Incident Management: Lead and coordinate actions during critical incidents, ensuring rapid communication, thorough documentation, and Post-Mortem execution.
Engineering Collaboration: Work closely with Development teams to ensure the operational readiness of new products (Production Readiness) and implement Shift-Left methodologies.
SRE Processes: Implement and enforce key SRE practices, such as SLI/SLO definition, Error Budget management, and automation of manual tasks (Toil Reduction).
2. Technical Expertise and Observability (30% of working time)
Monitoring and Alerting (Key Focus): Lead the configuration and optimization of monitoring and alerting systems. Ensure Actionable Alerting—alerts must signal user impact (SLI/SLO) rather than resource saturation issues.
On-Call Management: Manage alerting processes and rotations (On-Call Rotation), mitigating Pager Fatigue by continuously improving alert quality.
Cloud Platforms: Proven experience with cloud providers, preferably AWS, at a level sufficient to advise the team on technical decisions.
Containerization: Understanding and hands-on experience with Kubernetes (k8s)—deployment, administration, monitoring, and troubleshooting.
Automation: Programming experience in Python or Go for automating operational tasks.

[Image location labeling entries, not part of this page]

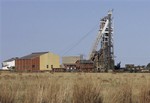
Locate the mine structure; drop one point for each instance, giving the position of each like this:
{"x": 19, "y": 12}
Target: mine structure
{"x": 103, "y": 58}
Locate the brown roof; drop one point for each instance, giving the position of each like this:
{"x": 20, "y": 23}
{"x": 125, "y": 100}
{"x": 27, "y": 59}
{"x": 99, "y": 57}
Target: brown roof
{"x": 33, "y": 55}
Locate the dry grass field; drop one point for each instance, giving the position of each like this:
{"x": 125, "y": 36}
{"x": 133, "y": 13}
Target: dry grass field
{"x": 74, "y": 88}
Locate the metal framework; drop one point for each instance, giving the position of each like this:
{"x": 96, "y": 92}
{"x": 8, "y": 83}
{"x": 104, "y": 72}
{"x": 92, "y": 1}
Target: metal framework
{"x": 104, "y": 57}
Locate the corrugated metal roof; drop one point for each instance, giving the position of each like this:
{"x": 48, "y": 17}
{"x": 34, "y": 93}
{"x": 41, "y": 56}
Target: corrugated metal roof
{"x": 33, "y": 55}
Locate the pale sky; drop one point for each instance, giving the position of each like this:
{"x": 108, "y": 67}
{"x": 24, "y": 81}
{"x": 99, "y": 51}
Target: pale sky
{"x": 28, "y": 26}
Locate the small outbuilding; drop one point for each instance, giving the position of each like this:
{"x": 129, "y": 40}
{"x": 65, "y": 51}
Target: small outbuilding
{"x": 38, "y": 61}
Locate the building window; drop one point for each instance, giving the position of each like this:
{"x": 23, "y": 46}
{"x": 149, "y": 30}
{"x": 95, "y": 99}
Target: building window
{"x": 47, "y": 66}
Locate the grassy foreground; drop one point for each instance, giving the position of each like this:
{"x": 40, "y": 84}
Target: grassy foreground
{"x": 74, "y": 88}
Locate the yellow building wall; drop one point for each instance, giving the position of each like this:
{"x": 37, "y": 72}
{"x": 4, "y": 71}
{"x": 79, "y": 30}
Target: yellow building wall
{"x": 49, "y": 60}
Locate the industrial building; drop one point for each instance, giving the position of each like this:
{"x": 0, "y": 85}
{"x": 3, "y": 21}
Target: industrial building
{"x": 104, "y": 57}
{"x": 69, "y": 62}
{"x": 84, "y": 65}
{"x": 38, "y": 61}
{"x": 8, "y": 64}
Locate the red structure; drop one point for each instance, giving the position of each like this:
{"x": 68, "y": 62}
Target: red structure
{"x": 84, "y": 65}
{"x": 30, "y": 62}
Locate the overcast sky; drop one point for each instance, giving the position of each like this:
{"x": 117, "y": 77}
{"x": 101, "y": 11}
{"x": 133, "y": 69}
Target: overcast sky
{"x": 58, "y": 25}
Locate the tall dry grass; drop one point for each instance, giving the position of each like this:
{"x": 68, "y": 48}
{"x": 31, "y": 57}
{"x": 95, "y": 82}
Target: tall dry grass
{"x": 74, "y": 88}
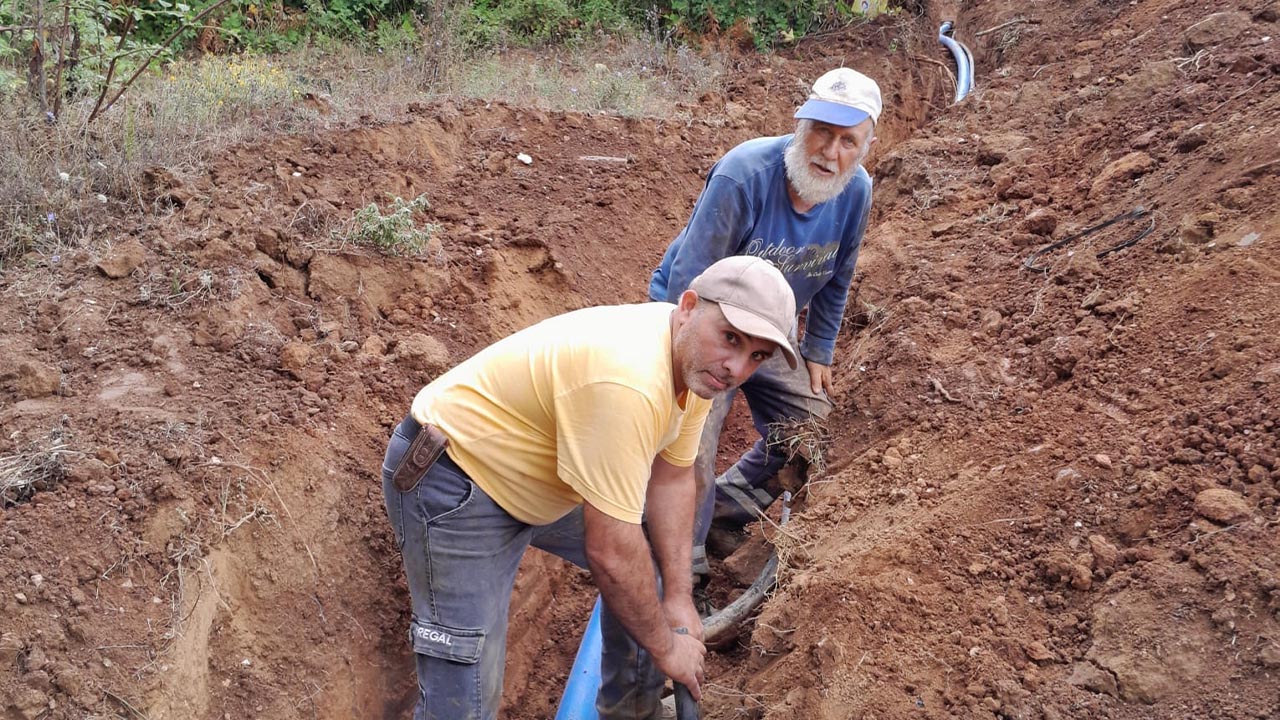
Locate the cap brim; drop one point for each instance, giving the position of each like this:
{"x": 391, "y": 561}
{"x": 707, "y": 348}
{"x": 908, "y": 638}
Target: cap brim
{"x": 758, "y": 327}
{"x": 831, "y": 113}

Infrastructure as Code (IaC): Experience using Terraform for infrastructure and configuration management.
Qualifications
Experience
Minimum of 2-3 years of proven experience in a Team Lead or similar leadership role related to operations in DBRE, DBA, SRE positions;
Experience managing operational processes and production incident resolution workflows.
Experience operating mission-critical, high-availability systems.
Technical Skills
MySQL DB: Solid understanding of building reliable clusters of these databases, covering sharding, replications, backups, performance, and queries tuning. Experience in building efficient monitoring, alerting, reporting dashboards and databases capacity management.
MongoDB: Administrator experience, with a solid understanding of reliable configuration with efficient performance tuning for this kind of databases. Understanding of Cloud Hosted solutions, such as DocumentDB, process of migration and its pros/cons
Kubernetes (k8s): Proficient command.
AWS: Experience with key cloud compute services and advanced experience with AWS managed database services, especially with MySQL. Understanding of costs management process of AWS services;
IaC: Experience with Terraform.
Programming: Development skills in Python/Go (Middle Engineer level).
Monitoring: Deep experience configuring systems (Prometheus, Grafana, Datadog) and implementing Observability practices (metrics, logs, traces).
Personal and Leadership Qualities
Management Skills: Ability to inspire, motivate, and develop the individual competencies of engineers. Provide feedback, set clear expectations for engineers; Understanding of project management basics;
Communication: Excellent written and verbal communication skills for interacting with technical teams, management, and leadership. Understanding of cultural differences and the ability to unite people distributed around the world;
Systemic Thinking: Ability to see the big picture, analyze complex operational issues, and propose long-term, scalable solutions.
We offer:
Well-coordinated professional team
Cutting edge technologies, interesting and challenging tasks, dynamic project, great opportunities for self-realization, professional and career growth
Additional Health and Life Insurance Package
Employee Assistance Program
25 vacation days
ReBenefit Platform Account.
This role requires on-site presence at our office 4 days a week to support effective collaboration and teamwork.